Jamaica international rugby league footballer

Ben Jones-Bishop (born 24 August 1988) is a Jamaica international rugby league footballer who plays as a er or for the York Knights in the Betfred Super League.

He played for the Leeds Rhinos in the Super League, and on loan from Leeds at Harlequins RL in the top flight. Jones-Bishop has also played for the Salford Red Devils and Wakefield Trinity in the Super League, and has played for the England Knights at international level.

==Background==
Jones-Bishop was born in Leeds, West Yorkshire, England. He is of Jamaican descent.

==Playing career==
===Leeds===
After impressing for the club's academy team, he made his début for the Leeds club in April 2008, in the victory over the Crusaders in the Rugby League Challenge Cup. He was awarded the Man of the Match for his performance. He went on to make a further three appearances before going on loan to Harlequins for the 2010 season.

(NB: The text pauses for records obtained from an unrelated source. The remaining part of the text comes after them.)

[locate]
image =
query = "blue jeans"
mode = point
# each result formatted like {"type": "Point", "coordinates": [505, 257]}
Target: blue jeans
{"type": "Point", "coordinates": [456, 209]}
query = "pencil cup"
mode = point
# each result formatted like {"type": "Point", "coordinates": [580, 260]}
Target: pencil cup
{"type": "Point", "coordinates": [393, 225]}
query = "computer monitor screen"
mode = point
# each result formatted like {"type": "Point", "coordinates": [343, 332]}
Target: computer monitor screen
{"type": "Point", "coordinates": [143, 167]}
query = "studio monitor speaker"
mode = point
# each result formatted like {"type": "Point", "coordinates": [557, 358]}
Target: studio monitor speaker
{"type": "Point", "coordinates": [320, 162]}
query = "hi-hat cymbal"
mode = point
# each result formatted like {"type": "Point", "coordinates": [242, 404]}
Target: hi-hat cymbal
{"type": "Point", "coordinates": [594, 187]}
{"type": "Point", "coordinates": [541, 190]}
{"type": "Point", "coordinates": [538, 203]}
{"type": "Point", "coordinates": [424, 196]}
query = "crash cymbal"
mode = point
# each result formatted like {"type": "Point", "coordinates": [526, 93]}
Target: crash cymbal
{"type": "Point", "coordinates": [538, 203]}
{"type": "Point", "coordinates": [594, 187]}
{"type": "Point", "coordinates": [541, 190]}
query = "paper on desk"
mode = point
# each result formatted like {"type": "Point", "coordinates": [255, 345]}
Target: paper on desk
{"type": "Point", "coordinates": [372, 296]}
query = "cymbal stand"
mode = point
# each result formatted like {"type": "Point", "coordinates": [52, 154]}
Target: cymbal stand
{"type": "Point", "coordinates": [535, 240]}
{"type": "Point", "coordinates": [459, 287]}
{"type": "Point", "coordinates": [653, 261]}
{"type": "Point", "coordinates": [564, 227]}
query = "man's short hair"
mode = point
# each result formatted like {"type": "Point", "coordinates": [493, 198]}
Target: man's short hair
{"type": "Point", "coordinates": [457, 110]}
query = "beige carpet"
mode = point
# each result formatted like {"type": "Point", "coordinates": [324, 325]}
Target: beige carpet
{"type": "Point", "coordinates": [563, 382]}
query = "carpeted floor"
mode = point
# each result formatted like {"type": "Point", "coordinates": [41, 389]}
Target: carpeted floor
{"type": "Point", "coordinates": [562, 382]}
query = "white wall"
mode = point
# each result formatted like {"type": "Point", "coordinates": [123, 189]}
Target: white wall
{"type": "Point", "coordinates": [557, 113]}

Jones-Bishop impressed during his season at Harlequins, scoring 11 tries in 18 games, before returning to the Leeds side for the 2011 season. Jones-Bishop scored a hat trick in Leeds' 32-28 Millennium Magic, scoring a penalty try, after being brought down off the ball by Gareth Raynor to give Leeds the win. He also won the man of the match award.

Jones-Bishop played on the wing and scored a try for Leeds in the 2011 Challenge Cup Final defeat by Wigan at Wembley Stadium.

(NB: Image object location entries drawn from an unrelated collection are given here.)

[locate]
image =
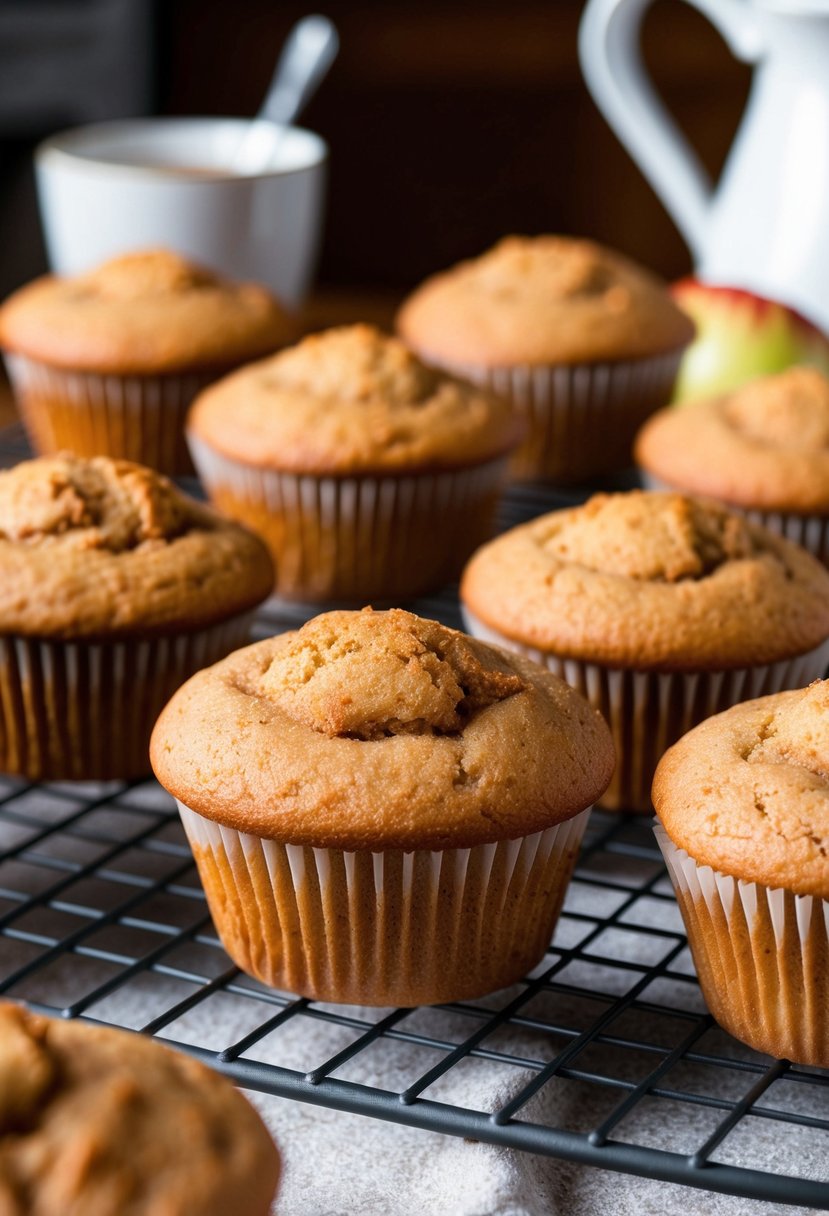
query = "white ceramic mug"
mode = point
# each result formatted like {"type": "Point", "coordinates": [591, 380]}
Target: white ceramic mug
{"type": "Point", "coordinates": [169, 181]}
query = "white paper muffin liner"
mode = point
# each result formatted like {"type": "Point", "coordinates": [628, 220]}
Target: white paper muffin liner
{"type": "Point", "coordinates": [649, 710]}
{"type": "Point", "coordinates": [761, 955]}
{"type": "Point", "coordinates": [384, 928]}
{"type": "Point", "coordinates": [582, 418]}
{"type": "Point", "coordinates": [85, 710]}
{"type": "Point", "coordinates": [810, 532]}
{"type": "Point", "coordinates": [355, 539]}
{"type": "Point", "coordinates": [129, 417]}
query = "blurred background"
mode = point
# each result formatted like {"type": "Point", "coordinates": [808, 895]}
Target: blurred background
{"type": "Point", "coordinates": [450, 122]}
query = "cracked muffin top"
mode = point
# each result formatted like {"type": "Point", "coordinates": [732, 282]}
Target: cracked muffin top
{"type": "Point", "coordinates": [650, 580]}
{"type": "Point", "coordinates": [379, 730]}
{"type": "Point", "coordinates": [546, 299]}
{"type": "Point", "coordinates": [101, 549]}
{"type": "Point", "coordinates": [351, 399]}
{"type": "Point", "coordinates": [748, 791]}
{"type": "Point", "coordinates": [97, 1121]}
{"type": "Point", "coordinates": [150, 311]}
{"type": "Point", "coordinates": [766, 445]}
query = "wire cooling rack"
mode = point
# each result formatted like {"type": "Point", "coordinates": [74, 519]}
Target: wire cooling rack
{"type": "Point", "coordinates": [605, 1053]}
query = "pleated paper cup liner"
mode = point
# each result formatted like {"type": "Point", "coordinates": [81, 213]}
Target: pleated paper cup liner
{"type": "Point", "coordinates": [384, 928]}
{"type": "Point", "coordinates": [85, 710]}
{"type": "Point", "coordinates": [810, 532]}
{"type": "Point", "coordinates": [761, 956]}
{"type": "Point", "coordinates": [647, 711]}
{"type": "Point", "coordinates": [582, 418]}
{"type": "Point", "coordinates": [357, 539]}
{"type": "Point", "coordinates": [128, 417]}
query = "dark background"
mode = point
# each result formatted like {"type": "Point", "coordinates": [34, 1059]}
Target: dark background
{"type": "Point", "coordinates": [450, 123]}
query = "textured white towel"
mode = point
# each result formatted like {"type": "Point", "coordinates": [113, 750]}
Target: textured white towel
{"type": "Point", "coordinates": [348, 1165]}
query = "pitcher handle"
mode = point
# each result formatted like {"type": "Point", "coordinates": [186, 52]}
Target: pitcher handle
{"type": "Point", "coordinates": [612, 63]}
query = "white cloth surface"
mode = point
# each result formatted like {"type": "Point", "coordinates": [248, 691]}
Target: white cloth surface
{"type": "Point", "coordinates": [348, 1165]}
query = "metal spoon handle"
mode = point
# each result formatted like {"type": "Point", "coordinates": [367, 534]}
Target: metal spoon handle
{"type": "Point", "coordinates": [309, 51]}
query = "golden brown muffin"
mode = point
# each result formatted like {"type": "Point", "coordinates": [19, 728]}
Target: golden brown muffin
{"type": "Point", "coordinates": [350, 400]}
{"type": "Point", "coordinates": [113, 589]}
{"type": "Point", "coordinates": [763, 448]}
{"type": "Point", "coordinates": [577, 338]}
{"type": "Point", "coordinates": [661, 608]}
{"type": "Point", "coordinates": [99, 1122]}
{"type": "Point", "coordinates": [547, 299]}
{"type": "Point", "coordinates": [368, 474]}
{"type": "Point", "coordinates": [108, 361]}
{"type": "Point", "coordinates": [744, 805]}
{"type": "Point", "coordinates": [407, 805]}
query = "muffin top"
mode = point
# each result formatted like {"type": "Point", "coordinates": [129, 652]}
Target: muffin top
{"type": "Point", "coordinates": [351, 400]}
{"type": "Point", "coordinates": [765, 445]}
{"type": "Point", "coordinates": [99, 549]}
{"type": "Point", "coordinates": [379, 730]}
{"type": "Point", "coordinates": [142, 313]}
{"type": "Point", "coordinates": [748, 791]}
{"type": "Point", "coordinates": [97, 1121]}
{"type": "Point", "coordinates": [546, 299]}
{"type": "Point", "coordinates": [649, 580]}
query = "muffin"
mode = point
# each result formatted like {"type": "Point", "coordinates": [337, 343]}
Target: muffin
{"type": "Point", "coordinates": [762, 449]}
{"type": "Point", "coordinates": [114, 587]}
{"type": "Point", "coordinates": [107, 362]}
{"type": "Point", "coordinates": [383, 811]}
{"type": "Point", "coordinates": [370, 476]}
{"type": "Point", "coordinates": [100, 1122]}
{"type": "Point", "coordinates": [743, 803]}
{"type": "Point", "coordinates": [580, 341]}
{"type": "Point", "coordinates": [659, 608]}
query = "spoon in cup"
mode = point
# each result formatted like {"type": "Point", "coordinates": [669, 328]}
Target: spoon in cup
{"type": "Point", "coordinates": [309, 51]}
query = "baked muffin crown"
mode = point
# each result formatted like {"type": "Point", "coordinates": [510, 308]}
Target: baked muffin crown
{"type": "Point", "coordinates": [765, 445]}
{"type": "Point", "coordinates": [91, 504]}
{"type": "Point", "coordinates": [748, 791]}
{"type": "Point", "coordinates": [381, 731]}
{"type": "Point", "coordinates": [650, 538]}
{"type": "Point", "coordinates": [151, 311]}
{"type": "Point", "coordinates": [91, 1119]}
{"type": "Point", "coordinates": [650, 580]}
{"type": "Point", "coordinates": [102, 549]}
{"type": "Point", "coordinates": [542, 300]}
{"type": "Point", "coordinates": [351, 399]}
{"type": "Point", "coordinates": [368, 676]}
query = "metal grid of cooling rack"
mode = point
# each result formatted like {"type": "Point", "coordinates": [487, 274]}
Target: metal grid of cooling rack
{"type": "Point", "coordinates": [604, 1054]}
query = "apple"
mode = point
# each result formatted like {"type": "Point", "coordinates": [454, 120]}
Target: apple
{"type": "Point", "coordinates": [740, 336]}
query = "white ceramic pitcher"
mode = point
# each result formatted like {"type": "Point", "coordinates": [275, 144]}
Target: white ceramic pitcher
{"type": "Point", "coordinates": [766, 225]}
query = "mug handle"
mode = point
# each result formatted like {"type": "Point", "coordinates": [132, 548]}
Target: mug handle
{"type": "Point", "coordinates": [612, 65]}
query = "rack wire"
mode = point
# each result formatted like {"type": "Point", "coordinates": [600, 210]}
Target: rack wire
{"type": "Point", "coordinates": [604, 1053]}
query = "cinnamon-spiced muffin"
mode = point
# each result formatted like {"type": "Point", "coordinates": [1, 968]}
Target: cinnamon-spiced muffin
{"type": "Point", "coordinates": [762, 449]}
{"type": "Point", "coordinates": [113, 589]}
{"type": "Point", "coordinates": [577, 338]}
{"type": "Point", "coordinates": [107, 362]}
{"type": "Point", "coordinates": [660, 608]}
{"type": "Point", "coordinates": [743, 803]}
{"type": "Point", "coordinates": [368, 474]}
{"type": "Point", "coordinates": [95, 1121]}
{"type": "Point", "coordinates": [383, 810]}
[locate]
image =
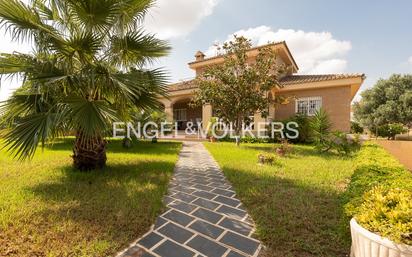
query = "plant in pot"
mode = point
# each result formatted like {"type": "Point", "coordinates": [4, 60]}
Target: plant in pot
{"type": "Point", "coordinates": [266, 158]}
{"type": "Point", "coordinates": [284, 148]}
{"type": "Point", "coordinates": [382, 225]}
{"type": "Point", "coordinates": [211, 125]}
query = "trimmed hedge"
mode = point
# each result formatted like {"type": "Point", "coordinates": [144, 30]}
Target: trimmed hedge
{"type": "Point", "coordinates": [378, 174]}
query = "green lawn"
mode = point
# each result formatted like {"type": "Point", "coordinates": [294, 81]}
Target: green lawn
{"type": "Point", "coordinates": [296, 204]}
{"type": "Point", "coordinates": [48, 209]}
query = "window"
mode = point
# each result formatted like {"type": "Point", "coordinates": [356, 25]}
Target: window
{"type": "Point", "coordinates": [309, 105]}
{"type": "Point", "coordinates": [180, 114]}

He finished off Super League XVI by playing on the wing in Leeds' 32-16 2011 Super League Grand Final victory over St Helens at Old Trafford in Manchester.

He then was a late replacement on the wing for Leeds 26-12 victory in the 2012 World Club Challenge win over National Rugby League premiers Manly at Headingley, scoring the winning try in the 76th minute off after good work by Rob Burrow, and a Kallum Watkins pass that pushed Leeds' lead out to an unbeatable 20-12.

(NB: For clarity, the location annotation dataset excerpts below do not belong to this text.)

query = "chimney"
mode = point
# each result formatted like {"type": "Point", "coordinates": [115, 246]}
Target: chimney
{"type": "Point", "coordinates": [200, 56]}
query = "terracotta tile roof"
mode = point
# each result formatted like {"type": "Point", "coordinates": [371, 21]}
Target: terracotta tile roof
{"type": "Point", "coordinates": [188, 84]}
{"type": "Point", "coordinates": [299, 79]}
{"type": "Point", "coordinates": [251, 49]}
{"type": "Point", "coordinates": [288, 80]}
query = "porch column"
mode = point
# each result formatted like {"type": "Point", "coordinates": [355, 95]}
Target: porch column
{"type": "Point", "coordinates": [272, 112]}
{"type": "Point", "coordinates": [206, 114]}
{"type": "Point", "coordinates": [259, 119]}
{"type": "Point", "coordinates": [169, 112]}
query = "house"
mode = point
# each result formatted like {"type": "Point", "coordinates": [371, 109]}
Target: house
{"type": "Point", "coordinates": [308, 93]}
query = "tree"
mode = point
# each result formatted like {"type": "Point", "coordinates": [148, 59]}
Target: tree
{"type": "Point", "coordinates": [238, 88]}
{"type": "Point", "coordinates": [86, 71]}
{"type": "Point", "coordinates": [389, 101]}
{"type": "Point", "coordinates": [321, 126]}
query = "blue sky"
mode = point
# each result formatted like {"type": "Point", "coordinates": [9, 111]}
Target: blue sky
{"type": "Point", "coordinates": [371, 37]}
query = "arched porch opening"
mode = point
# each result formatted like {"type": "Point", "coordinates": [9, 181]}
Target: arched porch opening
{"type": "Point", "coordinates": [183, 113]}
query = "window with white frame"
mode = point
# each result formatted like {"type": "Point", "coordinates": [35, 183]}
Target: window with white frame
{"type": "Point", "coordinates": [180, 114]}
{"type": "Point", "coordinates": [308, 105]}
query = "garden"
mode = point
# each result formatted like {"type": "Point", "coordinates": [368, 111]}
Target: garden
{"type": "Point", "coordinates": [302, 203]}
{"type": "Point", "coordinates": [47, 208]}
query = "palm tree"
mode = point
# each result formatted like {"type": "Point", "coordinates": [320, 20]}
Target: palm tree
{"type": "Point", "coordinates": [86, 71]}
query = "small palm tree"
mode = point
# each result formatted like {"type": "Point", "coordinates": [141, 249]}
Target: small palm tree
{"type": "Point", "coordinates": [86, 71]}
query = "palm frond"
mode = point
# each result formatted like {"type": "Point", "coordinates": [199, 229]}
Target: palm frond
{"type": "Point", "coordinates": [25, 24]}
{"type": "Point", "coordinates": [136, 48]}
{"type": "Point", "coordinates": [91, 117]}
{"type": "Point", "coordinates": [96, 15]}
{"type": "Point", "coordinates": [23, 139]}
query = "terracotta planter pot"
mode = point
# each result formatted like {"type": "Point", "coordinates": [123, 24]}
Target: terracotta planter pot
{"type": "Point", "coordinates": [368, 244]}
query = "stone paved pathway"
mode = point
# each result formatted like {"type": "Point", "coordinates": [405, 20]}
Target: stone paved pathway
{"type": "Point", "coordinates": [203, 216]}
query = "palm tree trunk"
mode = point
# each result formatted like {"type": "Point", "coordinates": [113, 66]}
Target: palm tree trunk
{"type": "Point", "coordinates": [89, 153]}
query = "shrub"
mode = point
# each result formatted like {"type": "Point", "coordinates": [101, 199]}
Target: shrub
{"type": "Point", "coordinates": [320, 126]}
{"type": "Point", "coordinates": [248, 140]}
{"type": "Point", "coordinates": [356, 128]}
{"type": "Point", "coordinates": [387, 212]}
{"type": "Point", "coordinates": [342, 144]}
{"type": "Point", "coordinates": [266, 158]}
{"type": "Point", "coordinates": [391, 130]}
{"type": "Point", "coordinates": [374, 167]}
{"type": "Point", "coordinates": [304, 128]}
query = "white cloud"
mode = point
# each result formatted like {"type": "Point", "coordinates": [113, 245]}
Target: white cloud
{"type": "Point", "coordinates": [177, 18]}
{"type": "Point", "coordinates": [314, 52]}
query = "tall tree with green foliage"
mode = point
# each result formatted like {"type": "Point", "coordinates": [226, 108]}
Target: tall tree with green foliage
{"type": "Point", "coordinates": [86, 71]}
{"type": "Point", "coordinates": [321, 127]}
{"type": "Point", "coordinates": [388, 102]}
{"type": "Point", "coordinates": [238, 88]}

He played in the 2012 Challenge Cup Final defeat by Warrington at Wembley Stadium. He played in the 2012 Super League Grand Final victory over Warrington at Old Trafford.

===Salford===
On 10 May 2014, Jones-Bishop announced he'd leave the Leeds club at the end of the season after rejecting a new deal to remain at the club. It was believed he was unhappy with the amount of playing time he had at the club. It was announced that he would join Salford for the 2015 season. He played 25 games for Salford in 2015 scoring 15 tries.

===Wakefield Trinity===
On 5 November 2015 it was announced that he would be joining Wakefield Trinity on a one-year deal in 2016.

===York City Knights===
On 26 January 2021 it was reported that he had signed for York City in the RFL Championship.

===Sheffield Eagles===
On 17 November 2021 it was reported that he had signed for Sheffield in the RFL Championship.

===York Knights (re-join)===
On 5 March 2025 it was reported that he had rejoined York Knights in the RFL Championship.

==International career==
In the second match of Jamaica's 2021 Rugby League World Cup campaign, Jones-Bishop scored Jamaica's first ever try at the tournament during their 68-6 loss to New Zealand at the MKM Stadium.